HMG-CoA reductase is the rate-limiting enzyme in the cholesterol biosynthetic pathway (Rodwell et al., 1976), the expression of which is regulated by sterols and nonsterol products acting at multiple levels, including transcription, translation, phosphorylation and protein degradation (Correll and Edwards, 1994; Craig et al., 1994; Goldstein and Brown, 1990). In cell culture studies, it has been shown that farnesol and its derivatives (nonsterol products of the cholesterol biosynthetic pathway before squalene synthase) increase degradation of HMG-CoA reductase (Bradfute and Simoni, 1994; Craig et al., 1994). Based on these cell culture studies, a squalene synthase inhibitor is expected to produce less induction of HMG-CoA reductase activity than the inhibitors of HMG-CoA reductase because of a build-up of farnesol analogs. On the contrary, the results presented here show that inhibition of squalene synthase with RPR 107393 resulted in an enhanced induction of HMG-CoA reductase activity (34-fold) compared with lovastatin treatment (7-10-fold). Induction of hepatic HMG-CoA reductase activity was also observed after a single dose of zaragozic acid to rats (Ness et al., 1994). A possible explanation for a greater induction of HMG-CoA reductase after RPR 107393 than lovastatin in our study is the greater reduction in serum cholesterol observed with RPR 107393. It appears that in vivo, a regulatory pool of sterol (or a biosynthetic pathway product occurring later than squalene synthase) plays the major role in the regulation of HMG-CoA reductase activity.

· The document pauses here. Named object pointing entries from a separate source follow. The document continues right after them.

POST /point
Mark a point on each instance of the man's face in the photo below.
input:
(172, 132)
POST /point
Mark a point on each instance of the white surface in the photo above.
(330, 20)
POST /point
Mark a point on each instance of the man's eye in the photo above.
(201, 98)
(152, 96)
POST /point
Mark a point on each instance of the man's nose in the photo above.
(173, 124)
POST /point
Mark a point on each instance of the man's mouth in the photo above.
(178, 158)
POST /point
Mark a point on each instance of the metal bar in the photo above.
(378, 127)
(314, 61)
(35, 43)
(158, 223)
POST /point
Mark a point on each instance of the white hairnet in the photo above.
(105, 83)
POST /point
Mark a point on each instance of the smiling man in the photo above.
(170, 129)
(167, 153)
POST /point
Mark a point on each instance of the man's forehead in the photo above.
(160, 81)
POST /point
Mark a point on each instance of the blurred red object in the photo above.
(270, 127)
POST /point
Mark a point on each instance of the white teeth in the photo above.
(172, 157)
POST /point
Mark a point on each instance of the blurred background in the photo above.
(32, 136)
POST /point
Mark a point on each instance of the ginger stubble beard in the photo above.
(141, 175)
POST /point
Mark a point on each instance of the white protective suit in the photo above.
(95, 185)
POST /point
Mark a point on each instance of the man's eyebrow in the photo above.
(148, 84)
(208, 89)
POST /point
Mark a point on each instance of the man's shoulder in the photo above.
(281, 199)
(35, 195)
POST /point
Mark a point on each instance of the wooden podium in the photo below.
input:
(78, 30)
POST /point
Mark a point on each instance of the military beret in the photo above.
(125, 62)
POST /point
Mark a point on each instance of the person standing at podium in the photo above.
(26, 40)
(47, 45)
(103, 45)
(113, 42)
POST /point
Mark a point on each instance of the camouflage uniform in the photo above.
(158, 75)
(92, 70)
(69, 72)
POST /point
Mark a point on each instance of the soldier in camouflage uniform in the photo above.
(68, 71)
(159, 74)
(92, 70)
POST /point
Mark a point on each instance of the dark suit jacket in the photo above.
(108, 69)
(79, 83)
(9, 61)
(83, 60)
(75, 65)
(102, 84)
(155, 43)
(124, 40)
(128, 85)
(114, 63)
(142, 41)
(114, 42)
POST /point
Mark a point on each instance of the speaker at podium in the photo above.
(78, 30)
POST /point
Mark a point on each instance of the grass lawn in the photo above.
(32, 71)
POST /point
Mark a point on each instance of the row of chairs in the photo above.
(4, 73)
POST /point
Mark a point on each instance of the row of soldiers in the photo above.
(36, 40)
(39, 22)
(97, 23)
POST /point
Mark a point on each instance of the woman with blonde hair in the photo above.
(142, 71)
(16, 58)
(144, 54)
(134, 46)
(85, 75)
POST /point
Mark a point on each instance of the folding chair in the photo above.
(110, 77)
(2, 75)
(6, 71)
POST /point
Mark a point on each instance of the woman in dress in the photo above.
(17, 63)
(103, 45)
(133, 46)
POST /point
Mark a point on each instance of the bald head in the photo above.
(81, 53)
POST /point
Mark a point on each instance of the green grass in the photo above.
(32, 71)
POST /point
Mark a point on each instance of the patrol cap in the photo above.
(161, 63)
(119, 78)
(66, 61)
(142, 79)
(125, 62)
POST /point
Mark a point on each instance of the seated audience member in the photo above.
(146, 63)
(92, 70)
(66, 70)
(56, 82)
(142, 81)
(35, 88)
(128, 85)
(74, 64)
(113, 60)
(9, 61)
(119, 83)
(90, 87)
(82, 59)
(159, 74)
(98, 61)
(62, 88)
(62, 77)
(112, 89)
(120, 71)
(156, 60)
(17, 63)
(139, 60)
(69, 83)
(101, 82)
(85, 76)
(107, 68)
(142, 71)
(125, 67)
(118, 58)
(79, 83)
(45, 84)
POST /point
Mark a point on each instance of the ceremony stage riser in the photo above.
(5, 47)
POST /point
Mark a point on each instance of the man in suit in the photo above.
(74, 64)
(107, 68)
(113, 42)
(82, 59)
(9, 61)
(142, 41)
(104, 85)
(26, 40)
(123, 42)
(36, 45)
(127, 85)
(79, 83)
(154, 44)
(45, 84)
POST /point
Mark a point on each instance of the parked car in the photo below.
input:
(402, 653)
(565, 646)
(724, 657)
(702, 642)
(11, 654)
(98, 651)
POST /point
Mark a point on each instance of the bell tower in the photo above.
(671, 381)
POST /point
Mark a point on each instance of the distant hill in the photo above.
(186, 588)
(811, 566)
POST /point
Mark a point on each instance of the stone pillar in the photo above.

The dual effects of RPR 107393, (inhibition of squalene synthase and induction of HMG-CoA reductase) may result in the accumulation of metabolites of FPP. After the administration of radiolabeled mevalonate, hepatic levels of labeled dicarboxylic acids in RPR 107393-treated rats were shown in the present study, raising the possibility of toxicity with this treatment. It is known, however, that dicarboxylic acids derived from geraniol are readily excreted in urine (Asano and Yamakawa, 1950; Kuhn et al., 1936), so rapid urinary excretion as the dicarboxylic acids may be the fate of the accumulated mevalonate after RPR 107393 treatment, as already suggested for zaragozic acid by Bergstrom et al. (1993). In conclusion, RPR 107393 is a potent and orally effective cholesterol-lowering agent in the rat and marmoset. It demonstrated greater efficacy than lovastatin in both models.